Cenzura náboženských obrazových materiálů ve dvacátých a třicátých letech 19. století

This article presents an analysis of the censorship protocols developed by Jeroným Zeidler (1790-1870), later abbot of Strahov Monastery (from 1834), for illustrated materials when he held the function of censor. The article opens with a summary of the literature on the subject and a description of Zeidler’s work as a censor and of the applicable censorship rules and regulations. This is followed by an analysis of the protocols and an outline of the censorship process from the point of a work’s submission to its publication. The article shows that censorship was applied to a relatively broad range of artistic works, the majority of them religious prints, many of which were intended for sale at pilgrimage sites. Book illustrations and more sophisticated works of art, such as lithographic reproductions of works by the old masters, were also subject to censorship. The protocols affected a very broad circle of sources of artistic works, ranging from the most prestigious lithographic workshop in Bohemia in the 1820s run by Antonín Machek to lithograph and copper-plate printers such as Gottlieb Haase and Václav Hoffmann and many others now forgotten or unknown. Many entries in the protocols were identified and revealed as the works of famed artists (Josef Führich and Antonín Gareis elder) concealed behind the name of the person who submitted them. In his analyses, Zeidler primarily assessed the iconographic accuracy of a work, its thematic balance and its suitability for religious use. His criticisms usually addressed the problem of the ahistorical nature of a scene or concerns about excessive emphasis on sensual aspects and in particular the depiction of nudity.
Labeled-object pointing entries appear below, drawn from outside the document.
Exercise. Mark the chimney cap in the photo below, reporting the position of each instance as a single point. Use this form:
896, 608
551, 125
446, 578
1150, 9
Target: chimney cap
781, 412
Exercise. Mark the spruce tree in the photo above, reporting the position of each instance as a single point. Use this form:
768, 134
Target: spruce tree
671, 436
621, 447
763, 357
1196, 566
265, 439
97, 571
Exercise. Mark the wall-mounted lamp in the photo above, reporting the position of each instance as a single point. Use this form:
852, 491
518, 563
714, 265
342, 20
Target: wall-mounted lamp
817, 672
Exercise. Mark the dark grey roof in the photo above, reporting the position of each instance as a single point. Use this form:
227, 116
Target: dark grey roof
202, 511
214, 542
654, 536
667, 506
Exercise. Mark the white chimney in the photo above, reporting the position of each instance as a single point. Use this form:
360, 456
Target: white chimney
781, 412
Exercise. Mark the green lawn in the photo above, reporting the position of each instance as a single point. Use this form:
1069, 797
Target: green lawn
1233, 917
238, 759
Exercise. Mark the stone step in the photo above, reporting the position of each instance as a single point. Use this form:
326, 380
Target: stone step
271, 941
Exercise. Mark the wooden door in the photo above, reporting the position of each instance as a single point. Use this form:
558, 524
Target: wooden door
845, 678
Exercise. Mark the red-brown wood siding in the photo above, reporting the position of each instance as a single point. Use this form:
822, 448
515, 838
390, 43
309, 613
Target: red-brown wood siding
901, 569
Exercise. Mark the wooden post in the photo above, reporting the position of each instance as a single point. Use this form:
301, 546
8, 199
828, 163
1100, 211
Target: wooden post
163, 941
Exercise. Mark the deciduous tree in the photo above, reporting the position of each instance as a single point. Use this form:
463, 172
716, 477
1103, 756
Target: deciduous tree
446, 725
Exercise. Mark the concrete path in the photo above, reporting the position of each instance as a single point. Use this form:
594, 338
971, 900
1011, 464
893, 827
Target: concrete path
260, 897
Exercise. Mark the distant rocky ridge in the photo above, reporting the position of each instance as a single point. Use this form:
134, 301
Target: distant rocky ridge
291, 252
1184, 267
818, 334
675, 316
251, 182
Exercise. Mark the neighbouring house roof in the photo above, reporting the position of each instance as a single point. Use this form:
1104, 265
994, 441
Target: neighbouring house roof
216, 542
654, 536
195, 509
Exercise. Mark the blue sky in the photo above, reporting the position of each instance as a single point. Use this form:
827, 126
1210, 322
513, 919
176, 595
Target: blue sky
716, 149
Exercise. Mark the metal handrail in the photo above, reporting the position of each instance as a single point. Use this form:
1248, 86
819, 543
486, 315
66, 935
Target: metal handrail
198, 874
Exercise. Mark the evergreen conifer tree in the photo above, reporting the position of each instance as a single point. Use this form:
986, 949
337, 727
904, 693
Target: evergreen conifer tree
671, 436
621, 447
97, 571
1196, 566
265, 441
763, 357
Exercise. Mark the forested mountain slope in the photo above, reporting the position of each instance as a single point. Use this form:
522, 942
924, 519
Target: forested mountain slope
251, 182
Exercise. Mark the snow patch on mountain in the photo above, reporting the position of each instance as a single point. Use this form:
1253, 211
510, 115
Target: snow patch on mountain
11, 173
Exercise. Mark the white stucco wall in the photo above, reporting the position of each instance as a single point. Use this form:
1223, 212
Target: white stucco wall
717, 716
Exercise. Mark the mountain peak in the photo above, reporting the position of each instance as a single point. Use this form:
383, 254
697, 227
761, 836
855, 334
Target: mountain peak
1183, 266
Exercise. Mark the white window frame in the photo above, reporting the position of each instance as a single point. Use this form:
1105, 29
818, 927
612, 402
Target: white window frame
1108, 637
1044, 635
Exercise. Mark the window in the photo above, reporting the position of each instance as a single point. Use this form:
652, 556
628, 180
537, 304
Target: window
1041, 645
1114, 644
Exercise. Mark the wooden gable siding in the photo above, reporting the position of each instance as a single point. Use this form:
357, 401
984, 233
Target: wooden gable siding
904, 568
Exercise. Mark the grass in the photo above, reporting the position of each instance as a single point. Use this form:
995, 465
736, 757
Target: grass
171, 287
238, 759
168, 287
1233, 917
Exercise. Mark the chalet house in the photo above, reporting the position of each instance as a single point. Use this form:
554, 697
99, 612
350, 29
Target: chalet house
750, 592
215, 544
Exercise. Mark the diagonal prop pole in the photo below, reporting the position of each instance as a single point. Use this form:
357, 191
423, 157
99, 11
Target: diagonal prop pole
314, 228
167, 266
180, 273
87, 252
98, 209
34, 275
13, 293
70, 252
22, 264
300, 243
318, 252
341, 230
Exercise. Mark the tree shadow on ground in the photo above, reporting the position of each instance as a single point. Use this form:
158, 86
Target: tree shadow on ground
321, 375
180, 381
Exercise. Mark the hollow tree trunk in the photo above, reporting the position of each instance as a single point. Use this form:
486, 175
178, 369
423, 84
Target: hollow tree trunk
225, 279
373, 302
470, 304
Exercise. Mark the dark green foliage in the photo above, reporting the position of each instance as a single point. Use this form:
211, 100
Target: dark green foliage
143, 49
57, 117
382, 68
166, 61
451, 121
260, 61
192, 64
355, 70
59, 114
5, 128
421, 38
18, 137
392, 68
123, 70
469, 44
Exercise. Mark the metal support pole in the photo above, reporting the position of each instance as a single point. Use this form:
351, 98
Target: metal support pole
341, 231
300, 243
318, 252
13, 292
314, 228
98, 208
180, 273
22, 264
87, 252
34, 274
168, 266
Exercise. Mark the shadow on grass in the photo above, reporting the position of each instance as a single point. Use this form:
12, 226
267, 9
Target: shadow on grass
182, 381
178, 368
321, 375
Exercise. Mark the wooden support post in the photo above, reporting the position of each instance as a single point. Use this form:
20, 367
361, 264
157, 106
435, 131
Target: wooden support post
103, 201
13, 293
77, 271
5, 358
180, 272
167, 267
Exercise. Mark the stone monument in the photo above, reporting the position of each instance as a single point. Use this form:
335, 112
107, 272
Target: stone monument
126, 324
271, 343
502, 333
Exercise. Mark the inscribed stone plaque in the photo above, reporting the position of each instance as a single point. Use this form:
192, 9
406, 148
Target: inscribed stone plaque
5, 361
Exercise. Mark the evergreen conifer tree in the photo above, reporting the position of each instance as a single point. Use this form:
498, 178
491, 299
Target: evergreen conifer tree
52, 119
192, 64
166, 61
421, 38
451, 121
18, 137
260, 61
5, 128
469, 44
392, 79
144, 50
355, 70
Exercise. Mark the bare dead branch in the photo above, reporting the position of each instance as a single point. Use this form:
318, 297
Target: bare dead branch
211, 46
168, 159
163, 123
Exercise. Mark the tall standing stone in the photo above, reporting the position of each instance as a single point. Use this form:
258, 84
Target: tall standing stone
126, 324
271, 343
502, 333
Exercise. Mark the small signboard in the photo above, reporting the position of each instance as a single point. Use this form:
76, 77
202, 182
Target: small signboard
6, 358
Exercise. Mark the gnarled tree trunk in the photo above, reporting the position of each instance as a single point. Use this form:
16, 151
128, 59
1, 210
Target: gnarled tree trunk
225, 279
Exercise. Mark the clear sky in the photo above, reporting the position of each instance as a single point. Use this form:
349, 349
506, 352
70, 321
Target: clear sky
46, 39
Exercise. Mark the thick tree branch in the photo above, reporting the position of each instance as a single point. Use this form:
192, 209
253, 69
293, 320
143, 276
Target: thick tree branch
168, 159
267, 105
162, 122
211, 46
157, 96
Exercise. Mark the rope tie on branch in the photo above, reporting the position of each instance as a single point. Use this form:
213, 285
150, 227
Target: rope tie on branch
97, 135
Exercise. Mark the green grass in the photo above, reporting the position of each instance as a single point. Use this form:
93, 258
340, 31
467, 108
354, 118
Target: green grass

However, the majority of the materials submitted for censorship passed through the process without problems, at most with a demand that a change be made in a text owing to linguistic or factual errors. The censorship protocols extend our knowledge of nineteenth-century publishing and printing practices and the mechanisms of state control they were subjected to. They provide an unusually comprehensive overview of one area of print production, much of which was of an ephemeral nature. They provide an insight into the work of top print workshops of the nineteenth century and of unknown copper-plate printers, and offer particularly variable information on early artistic lithography in Bohemia.